There are about 10 villages in the area. Maqsod connected Mr. Frastacky with Liquat Hayat, an interpreter, and together the men visited the villages and spoke to the elders to learn what they wanted the school to be. Having developed the concept, Mr. Frastacky returned every year for a few months to realize it, working with locals on a different part of the project -- digging latrines, erecting walls, planting trees.
The school construction was largely finished, and Mr. Frastacky, who had spent about $70,000 on the project, was thinking about working on another scheme in Pakistan or another part of Afghanistan, or even adding a medical clinic to the school in Nahrin.
Afghanistan gave a deeper sense of meaning to Mr. Frastacky's life, according to Shelley Hall, and "a focus and a purpose for his energies" that hadn't been there before. "He felt that he had been blessed with the means to be helpful, and it was important for him to do so." She said "he also knew it was important that the villagers take 'ownership' of the school" and become "real partners in its development and evolution."
Toronto teacher Alison Smith, who knew Mr. Frastacky since they were both teenagers, says his desire "to return something to the country that he had come to cherish" became focused on helping "both boys and girls to become literate and have the chance to get a primary education." She had long discussions with him when he was in Toronto about book purchases and about other ways to make the school more effective for teachers and students.
His group e-mails from Afghanistan earlier this summer were increasingly pessimistic about security, including that of his own safety. He talked about buying a gun, but he never did. It is still unclear exactly what happened. Some feel that the Taliban were active in the area and that Mr. Frastacky ran afoul of their strictures against educating girls. Others think the presence of Canadian troops in Afghanistan turned him into a target.
James Kator believes Mr. Frastacky, who was living in a house owned by the Kator family, was the victim of a criminal gang. "Mike was the kind of person who wouldn't put up with corruption, no matter who it was, and he was in their face and I think they wanted to show him who was boss."

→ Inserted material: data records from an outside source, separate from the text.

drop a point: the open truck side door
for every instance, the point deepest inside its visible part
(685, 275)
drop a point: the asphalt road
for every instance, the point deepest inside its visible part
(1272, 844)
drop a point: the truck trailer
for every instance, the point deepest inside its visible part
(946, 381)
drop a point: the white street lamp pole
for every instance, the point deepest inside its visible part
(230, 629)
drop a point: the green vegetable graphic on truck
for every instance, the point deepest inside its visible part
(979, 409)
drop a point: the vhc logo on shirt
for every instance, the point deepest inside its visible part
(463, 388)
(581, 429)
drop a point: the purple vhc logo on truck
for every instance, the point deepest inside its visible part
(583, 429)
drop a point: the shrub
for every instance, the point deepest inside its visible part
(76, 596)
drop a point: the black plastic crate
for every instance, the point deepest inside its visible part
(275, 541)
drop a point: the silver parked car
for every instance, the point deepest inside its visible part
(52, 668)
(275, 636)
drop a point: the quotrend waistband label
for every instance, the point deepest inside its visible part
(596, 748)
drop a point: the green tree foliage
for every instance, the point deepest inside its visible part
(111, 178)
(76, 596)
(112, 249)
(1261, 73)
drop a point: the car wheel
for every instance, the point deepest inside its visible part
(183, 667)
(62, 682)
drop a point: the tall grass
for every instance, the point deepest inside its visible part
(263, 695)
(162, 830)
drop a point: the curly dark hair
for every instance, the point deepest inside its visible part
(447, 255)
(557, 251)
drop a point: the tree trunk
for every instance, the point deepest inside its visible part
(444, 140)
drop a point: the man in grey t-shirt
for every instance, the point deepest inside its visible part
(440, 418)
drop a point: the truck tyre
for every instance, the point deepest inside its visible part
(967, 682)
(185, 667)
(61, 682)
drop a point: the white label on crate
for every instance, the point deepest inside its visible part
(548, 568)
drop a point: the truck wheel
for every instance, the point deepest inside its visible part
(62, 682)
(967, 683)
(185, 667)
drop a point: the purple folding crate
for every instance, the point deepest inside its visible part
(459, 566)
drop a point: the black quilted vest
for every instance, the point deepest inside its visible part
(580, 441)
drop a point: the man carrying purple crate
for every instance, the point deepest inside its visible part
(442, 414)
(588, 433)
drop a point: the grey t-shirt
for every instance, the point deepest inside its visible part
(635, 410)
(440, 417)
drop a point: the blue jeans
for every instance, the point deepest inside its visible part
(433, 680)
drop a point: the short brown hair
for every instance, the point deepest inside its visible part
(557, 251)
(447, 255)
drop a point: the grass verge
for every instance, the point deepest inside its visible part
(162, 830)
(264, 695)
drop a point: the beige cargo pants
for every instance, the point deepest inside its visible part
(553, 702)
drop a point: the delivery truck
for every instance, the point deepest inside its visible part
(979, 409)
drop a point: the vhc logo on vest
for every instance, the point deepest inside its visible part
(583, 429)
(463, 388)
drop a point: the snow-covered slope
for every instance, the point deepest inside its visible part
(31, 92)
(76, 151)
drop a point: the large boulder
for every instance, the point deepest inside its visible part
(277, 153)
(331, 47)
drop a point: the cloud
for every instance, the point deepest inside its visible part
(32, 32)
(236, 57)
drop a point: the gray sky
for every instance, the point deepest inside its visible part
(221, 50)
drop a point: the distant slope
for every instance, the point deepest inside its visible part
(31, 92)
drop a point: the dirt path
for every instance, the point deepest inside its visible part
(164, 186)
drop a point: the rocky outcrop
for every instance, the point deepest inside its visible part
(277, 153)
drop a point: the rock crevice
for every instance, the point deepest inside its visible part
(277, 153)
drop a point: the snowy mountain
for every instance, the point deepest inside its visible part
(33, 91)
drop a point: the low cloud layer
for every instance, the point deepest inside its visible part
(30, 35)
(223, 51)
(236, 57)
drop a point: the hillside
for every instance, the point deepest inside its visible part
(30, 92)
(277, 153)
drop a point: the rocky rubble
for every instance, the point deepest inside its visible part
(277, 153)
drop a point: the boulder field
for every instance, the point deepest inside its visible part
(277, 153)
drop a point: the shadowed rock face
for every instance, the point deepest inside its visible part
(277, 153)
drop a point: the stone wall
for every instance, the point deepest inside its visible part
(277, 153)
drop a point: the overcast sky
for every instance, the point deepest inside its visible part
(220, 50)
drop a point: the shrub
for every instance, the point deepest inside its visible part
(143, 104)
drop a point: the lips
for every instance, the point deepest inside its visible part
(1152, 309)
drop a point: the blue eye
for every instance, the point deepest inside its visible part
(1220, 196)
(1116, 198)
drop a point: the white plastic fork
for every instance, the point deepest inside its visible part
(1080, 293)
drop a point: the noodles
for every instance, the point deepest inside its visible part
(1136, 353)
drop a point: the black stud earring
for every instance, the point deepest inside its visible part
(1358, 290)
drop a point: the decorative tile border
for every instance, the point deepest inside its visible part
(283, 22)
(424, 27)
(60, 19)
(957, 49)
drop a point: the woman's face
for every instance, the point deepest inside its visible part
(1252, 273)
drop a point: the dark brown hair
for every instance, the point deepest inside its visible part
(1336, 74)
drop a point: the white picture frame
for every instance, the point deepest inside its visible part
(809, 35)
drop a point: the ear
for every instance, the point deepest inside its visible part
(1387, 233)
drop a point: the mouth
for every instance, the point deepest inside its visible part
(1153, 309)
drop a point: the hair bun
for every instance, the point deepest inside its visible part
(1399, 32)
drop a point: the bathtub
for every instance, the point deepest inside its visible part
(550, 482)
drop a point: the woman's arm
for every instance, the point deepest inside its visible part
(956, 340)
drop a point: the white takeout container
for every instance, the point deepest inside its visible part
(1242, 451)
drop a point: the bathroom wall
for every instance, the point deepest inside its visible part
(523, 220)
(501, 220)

Three of Mr. Frastacky's closest friends in Afghanistan -- interpreter Liquat Hayat, school superintendent Noor Aga and bodyguard Nawab Khan -- have been charged with his murder, but James Kator insists that they are innocent and that local gang members are the real killers.
Yesterday, the Kator family said it was planning to rename the school Mike Frastacky's Hazrat-i-Usman School and to establish the Mike Frastacky Humanitarian Foundation, headquartered in Van Nuys, Calif., to raise money to expand the co-educational school in size, grades, students and teachers.
Michael Frastacky was born in Toronto on July 12, 1950. He died of gunshot wounds on July 23, 2006. He was 56. He is survived by his sister Luba, his brother Fedor, two nieces and many friends.